Stores per-chunk ColBERTv2 token embeddings as individual .pt files on
disk with a SQLite index for O(1) chunk_id lookups. Designed to be used by
ColBERTReranker so that document embeddings computed at ingest time can
be reused across queries instead of re-encoding on every search.
All torch usage is lazily imported and guarded behind try/except so
that the store degrades gracefully when PyTorch is not installed --- every
public method returns None or False instead of raising.
Classes
EmbeddingStore
EmbeddingStore(store_dir: str = '')
Stores ColBERT token-level embeddings on disk.
Each chunk_id maps to a tensor of shape (num_tokens, 128) saved
as a standard PyTorch .pt file. A small SQLite database provides an
O(1) index from chunk_id to the tensor filename.
| PARAMETER |
DESCRIPTION |
store_dir
|
Root directory for the embedding store. Defaults to
~/.openjarvis/embeddings/. The directory is created if it does
not already exist.
TYPE:
str
DEFAULT:
''
|
Source code in src/openjarvis/connectors/embedding_store.py
| def __init__(self, store_dir: str = "") -> None:
if not store_dir:
from openjarvis.core.config import DEFAULT_CONFIG_DIR
store_dir = str(DEFAULT_CONFIG_DIR / "embeddings")

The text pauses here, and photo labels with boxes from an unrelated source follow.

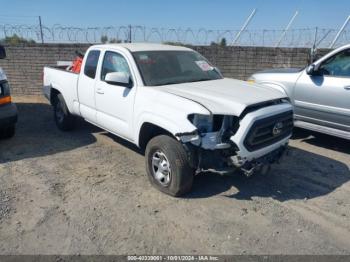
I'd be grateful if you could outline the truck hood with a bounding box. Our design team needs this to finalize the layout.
[257,68,303,74]
[154,78,285,116]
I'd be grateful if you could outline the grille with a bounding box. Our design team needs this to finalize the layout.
[244,111,293,151]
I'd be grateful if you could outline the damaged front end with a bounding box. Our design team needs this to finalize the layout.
[176,110,291,176]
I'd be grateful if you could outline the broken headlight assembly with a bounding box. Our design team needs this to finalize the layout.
[188,114,239,149]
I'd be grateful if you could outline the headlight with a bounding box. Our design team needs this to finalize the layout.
[188,114,213,133]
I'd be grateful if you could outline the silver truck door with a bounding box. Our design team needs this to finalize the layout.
[294,49,350,131]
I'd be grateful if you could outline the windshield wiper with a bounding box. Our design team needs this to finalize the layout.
[188,78,214,83]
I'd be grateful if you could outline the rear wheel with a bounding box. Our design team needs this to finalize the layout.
[145,135,194,196]
[53,94,74,131]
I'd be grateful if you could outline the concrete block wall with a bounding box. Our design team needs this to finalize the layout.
[0,44,329,95]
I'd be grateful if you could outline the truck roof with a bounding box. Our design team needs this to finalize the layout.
[94,43,192,52]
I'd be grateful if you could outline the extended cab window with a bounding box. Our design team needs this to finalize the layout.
[84,50,100,78]
[101,51,131,80]
[319,49,350,77]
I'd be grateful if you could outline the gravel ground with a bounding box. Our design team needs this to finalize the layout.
[0,97,350,254]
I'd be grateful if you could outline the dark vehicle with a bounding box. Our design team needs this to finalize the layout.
[0,46,17,138]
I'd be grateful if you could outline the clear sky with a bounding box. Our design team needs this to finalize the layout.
[0,0,350,29]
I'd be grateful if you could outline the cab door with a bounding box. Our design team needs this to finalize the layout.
[96,51,136,140]
[294,49,350,131]
[78,50,101,123]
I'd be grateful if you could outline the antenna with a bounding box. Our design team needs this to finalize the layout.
[275,11,299,47]
[39,15,44,44]
[232,8,256,45]
[329,15,350,48]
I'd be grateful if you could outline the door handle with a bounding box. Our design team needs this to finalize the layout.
[96,88,104,95]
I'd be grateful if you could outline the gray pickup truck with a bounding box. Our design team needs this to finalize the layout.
[248,44,350,139]
[0,46,17,138]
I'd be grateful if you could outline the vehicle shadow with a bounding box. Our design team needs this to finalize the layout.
[185,147,350,202]
[0,103,100,163]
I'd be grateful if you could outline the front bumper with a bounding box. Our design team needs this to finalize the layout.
[191,142,288,176]
[0,103,18,128]
[182,104,293,175]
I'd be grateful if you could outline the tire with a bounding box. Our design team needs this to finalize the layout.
[0,125,16,139]
[145,135,194,196]
[53,94,74,131]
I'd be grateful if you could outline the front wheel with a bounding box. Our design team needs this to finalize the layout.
[53,94,74,131]
[145,135,194,196]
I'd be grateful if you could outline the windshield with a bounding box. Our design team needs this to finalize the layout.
[133,51,222,86]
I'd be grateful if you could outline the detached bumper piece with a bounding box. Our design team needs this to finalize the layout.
[0,103,17,129]
[239,145,288,176]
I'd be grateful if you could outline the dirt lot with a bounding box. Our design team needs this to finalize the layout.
[0,97,350,254]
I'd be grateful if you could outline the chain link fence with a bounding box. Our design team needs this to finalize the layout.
[0,24,350,48]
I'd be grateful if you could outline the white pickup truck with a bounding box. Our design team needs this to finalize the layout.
[44,43,293,196]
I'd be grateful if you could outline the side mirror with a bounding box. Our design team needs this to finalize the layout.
[0,45,6,59]
[306,64,322,76]
[214,67,222,76]
[105,72,132,88]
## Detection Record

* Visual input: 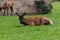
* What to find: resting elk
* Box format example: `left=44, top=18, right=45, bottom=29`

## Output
left=16, top=12, right=53, bottom=26
left=0, top=0, right=14, bottom=16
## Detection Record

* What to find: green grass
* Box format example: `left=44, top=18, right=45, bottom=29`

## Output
left=0, top=2, right=60, bottom=40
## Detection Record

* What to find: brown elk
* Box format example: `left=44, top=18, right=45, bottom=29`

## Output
left=16, top=12, right=53, bottom=26
left=0, top=0, right=14, bottom=16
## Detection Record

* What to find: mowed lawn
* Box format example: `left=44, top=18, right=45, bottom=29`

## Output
left=0, top=2, right=60, bottom=40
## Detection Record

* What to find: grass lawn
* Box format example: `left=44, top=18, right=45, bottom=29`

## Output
left=0, top=2, right=60, bottom=40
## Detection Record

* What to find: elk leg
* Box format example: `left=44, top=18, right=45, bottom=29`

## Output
left=10, top=7, right=13, bottom=15
left=3, top=8, right=6, bottom=16
left=6, top=8, right=8, bottom=16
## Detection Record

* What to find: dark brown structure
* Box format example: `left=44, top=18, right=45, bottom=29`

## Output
left=16, top=12, right=53, bottom=26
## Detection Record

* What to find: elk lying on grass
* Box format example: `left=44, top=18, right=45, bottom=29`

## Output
left=16, top=12, right=53, bottom=26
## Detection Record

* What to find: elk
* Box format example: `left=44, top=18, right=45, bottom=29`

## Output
left=0, top=0, right=14, bottom=16
left=16, top=12, right=53, bottom=26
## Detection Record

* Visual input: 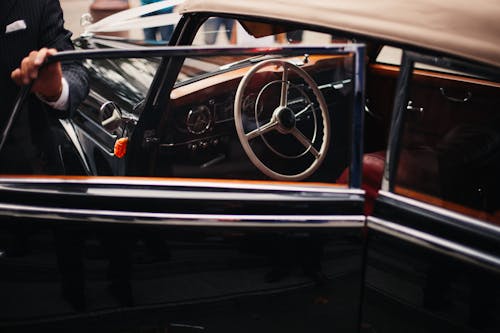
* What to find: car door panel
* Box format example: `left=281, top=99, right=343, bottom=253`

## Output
left=0, top=178, right=364, bottom=332
left=363, top=52, right=500, bottom=332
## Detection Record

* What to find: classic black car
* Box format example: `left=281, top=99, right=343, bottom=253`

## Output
left=0, top=0, right=500, bottom=332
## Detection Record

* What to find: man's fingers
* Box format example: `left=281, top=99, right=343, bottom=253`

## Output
left=20, top=56, right=38, bottom=84
left=33, top=47, right=48, bottom=66
left=10, top=68, right=22, bottom=85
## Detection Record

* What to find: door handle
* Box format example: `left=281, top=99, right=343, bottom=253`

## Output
left=406, top=101, right=424, bottom=113
left=439, top=88, right=472, bottom=103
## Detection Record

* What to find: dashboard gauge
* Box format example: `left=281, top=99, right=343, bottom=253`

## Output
left=186, top=105, right=212, bottom=134
left=241, top=93, right=262, bottom=118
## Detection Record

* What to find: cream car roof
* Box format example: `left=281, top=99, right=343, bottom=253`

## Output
left=180, top=0, right=500, bottom=67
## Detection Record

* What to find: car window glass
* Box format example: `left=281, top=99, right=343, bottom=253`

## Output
left=394, top=63, right=500, bottom=223
left=193, top=17, right=332, bottom=46
left=376, top=45, right=477, bottom=77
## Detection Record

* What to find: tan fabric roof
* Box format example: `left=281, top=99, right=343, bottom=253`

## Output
left=181, top=0, right=500, bottom=67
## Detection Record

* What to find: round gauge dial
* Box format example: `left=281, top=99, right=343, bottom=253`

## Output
left=186, top=105, right=212, bottom=134
left=241, top=93, right=263, bottom=118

self._store_dir = Path(store_dir)
self._tensor_dir = self._store_dir / "tensors"
self._tensor_dir.mkdir(parents=True, exist_ok=True)

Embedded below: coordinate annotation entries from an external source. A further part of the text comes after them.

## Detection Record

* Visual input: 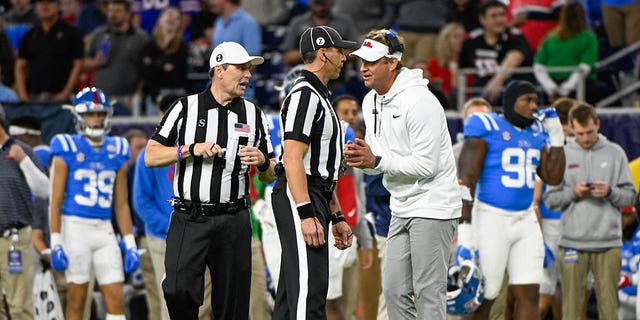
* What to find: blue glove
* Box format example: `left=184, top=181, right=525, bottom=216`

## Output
left=454, top=223, right=476, bottom=266
left=124, top=247, right=140, bottom=273
left=51, top=245, right=69, bottom=271
left=543, top=243, right=556, bottom=269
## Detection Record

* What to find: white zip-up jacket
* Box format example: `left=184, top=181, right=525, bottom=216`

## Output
left=362, top=68, right=462, bottom=219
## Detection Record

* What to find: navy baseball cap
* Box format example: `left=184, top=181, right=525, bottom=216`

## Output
left=300, top=26, right=358, bottom=54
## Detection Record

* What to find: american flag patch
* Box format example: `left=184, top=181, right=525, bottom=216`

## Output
left=234, top=123, right=251, bottom=133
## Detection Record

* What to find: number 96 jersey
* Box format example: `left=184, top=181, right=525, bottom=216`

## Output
left=464, top=113, right=547, bottom=211
left=50, top=134, right=131, bottom=220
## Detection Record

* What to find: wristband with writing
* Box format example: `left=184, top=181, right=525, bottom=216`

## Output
left=298, top=202, right=316, bottom=220
left=178, top=145, right=184, bottom=161
left=331, top=211, right=347, bottom=225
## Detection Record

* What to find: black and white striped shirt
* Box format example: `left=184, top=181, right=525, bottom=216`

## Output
left=280, top=70, right=344, bottom=181
left=151, top=89, right=274, bottom=203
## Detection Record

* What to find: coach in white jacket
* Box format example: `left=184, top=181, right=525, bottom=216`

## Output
left=344, top=30, right=462, bottom=319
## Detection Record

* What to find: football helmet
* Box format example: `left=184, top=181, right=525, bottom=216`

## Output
left=447, top=260, right=484, bottom=316
left=274, top=64, right=304, bottom=100
left=73, top=87, right=113, bottom=138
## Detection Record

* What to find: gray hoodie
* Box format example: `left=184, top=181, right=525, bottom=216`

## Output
left=543, top=135, right=636, bottom=251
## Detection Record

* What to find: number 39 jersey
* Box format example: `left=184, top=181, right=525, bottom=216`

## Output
left=50, top=134, right=130, bottom=220
left=464, top=113, right=547, bottom=211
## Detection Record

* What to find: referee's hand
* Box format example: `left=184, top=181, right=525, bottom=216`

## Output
left=301, top=217, right=324, bottom=248
left=331, top=221, right=353, bottom=250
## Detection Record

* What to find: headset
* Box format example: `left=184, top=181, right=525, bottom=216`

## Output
left=384, top=30, right=404, bottom=55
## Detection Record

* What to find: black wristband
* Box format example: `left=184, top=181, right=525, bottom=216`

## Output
left=257, top=153, right=271, bottom=172
left=298, top=202, right=316, bottom=220
left=331, top=211, right=347, bottom=225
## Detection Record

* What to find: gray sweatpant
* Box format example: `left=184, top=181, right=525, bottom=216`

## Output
left=383, top=216, right=458, bottom=320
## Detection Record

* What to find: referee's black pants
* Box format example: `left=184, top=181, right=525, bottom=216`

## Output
left=271, top=176, right=333, bottom=320
left=162, top=208, right=251, bottom=320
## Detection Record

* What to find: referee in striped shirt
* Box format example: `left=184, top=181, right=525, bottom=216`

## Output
left=144, top=42, right=275, bottom=320
left=272, top=26, right=357, bottom=320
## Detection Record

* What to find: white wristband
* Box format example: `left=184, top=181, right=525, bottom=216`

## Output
left=50, top=233, right=62, bottom=249
left=123, top=233, right=137, bottom=250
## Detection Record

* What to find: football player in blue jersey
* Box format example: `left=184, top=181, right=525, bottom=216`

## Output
left=456, top=81, right=565, bottom=319
left=50, top=88, right=140, bottom=320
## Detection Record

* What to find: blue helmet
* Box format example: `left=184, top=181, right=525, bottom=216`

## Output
left=447, top=260, right=484, bottom=316
left=73, top=87, right=113, bottom=138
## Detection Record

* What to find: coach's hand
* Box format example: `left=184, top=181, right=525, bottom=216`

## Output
left=344, top=138, right=376, bottom=169
left=51, top=245, right=69, bottom=271
left=454, top=223, right=475, bottom=265
left=301, top=217, right=324, bottom=248
left=331, top=221, right=353, bottom=250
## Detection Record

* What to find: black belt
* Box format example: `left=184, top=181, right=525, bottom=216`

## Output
left=274, top=162, right=338, bottom=192
left=169, top=197, right=251, bottom=216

db_path = self._store_dir / "index.db"
self._conn = sqlite3.connect(str(db_path), check_same_thread=False)
self._conn.execute("PRAGMA journal_mode=WAL;")

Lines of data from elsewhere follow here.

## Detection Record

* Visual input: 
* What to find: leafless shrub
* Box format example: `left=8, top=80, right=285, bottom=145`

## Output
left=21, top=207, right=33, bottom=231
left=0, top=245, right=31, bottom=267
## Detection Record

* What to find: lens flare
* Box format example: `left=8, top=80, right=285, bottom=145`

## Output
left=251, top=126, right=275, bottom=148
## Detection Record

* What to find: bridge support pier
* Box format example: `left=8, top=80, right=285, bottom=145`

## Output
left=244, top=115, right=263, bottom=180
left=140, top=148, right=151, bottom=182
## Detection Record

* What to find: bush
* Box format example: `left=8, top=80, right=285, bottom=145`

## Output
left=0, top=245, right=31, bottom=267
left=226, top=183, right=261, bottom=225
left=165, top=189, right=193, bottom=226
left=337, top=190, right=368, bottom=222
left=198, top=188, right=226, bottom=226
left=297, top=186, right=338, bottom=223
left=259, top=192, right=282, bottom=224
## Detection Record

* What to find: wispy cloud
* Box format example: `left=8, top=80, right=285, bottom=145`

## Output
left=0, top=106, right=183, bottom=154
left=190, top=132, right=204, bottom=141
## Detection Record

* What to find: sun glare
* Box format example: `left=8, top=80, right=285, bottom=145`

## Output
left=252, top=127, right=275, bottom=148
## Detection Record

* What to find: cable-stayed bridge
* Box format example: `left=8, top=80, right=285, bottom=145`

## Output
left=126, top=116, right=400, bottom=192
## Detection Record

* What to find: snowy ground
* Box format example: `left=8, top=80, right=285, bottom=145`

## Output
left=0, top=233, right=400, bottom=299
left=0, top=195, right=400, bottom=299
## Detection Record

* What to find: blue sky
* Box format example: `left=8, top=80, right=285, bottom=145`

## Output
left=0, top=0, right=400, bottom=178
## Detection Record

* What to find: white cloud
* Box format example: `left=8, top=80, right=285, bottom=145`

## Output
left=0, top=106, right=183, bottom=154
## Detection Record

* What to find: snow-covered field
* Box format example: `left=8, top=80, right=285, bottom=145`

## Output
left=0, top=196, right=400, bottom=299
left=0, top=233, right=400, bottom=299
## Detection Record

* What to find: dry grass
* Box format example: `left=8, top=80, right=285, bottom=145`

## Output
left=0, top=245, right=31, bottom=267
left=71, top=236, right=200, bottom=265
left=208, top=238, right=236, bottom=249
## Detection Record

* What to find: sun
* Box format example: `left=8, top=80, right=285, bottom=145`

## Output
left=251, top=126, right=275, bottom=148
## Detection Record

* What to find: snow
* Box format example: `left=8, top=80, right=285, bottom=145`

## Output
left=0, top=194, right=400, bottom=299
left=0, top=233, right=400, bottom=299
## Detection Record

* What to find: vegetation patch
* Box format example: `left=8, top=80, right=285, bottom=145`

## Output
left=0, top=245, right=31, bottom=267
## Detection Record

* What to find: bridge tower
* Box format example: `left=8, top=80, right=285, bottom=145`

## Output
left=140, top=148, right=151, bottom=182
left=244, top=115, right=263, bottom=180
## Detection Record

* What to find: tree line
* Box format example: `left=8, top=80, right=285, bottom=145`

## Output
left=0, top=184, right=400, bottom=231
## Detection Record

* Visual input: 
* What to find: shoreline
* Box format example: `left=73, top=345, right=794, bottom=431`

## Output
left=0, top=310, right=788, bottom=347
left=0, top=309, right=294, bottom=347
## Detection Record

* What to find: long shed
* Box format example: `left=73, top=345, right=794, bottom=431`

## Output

self._conn.executescript(_CREATE_INDEX_TABLE)
self._conn.commit()
|
Functions
store
store(chunk_id: str, embedding: 'torch.Tensor') -> None
Save a chunk's embedding tensor to disk.
| PARAMETER |
DESCRIPTION |
chunk_id
|
Unique identifier for the chunk (matches the KnowledgeStore PK).
TYPE:
str
|
embedding
|
Tensor of shape (num_tokens, 128) from ColBERT encoding.
TYPE:
'torch.Tensor'
|
Source code in src/openjarvis/connectors/embedding_store.py
| def store(self, chunk_id: str, embedding: "torch.Tensor") -> None:
"""Save a chunk's embedding tensor to disk.
Parameters
----------
chunk_id:
Unique identifier for the chunk (matches the KnowledgeStore PK).
embedding:
Tensor of shape ``(num_tokens, 128)`` from ColBERT encoding.
"""
try:
import torch as _torch # noqa: F401
except ImportError:
logger.debug("EmbeddingStore.store: torch not available, skipping.")
return
filename = f"{chunk_id}.pt"
tensor_path = self._tensor_dir / filename
_torch.save(embedding, str(tensor_path))
self._conn.execute(
"INSERT OR REPLACE INTO embedding_index (chunk_id, filename) VALUES (?, ?)",
(chunk_id, filename),
)
self._conn.commit()
|
get
get(chunk_id: str) -> Optional['torch.Tensor']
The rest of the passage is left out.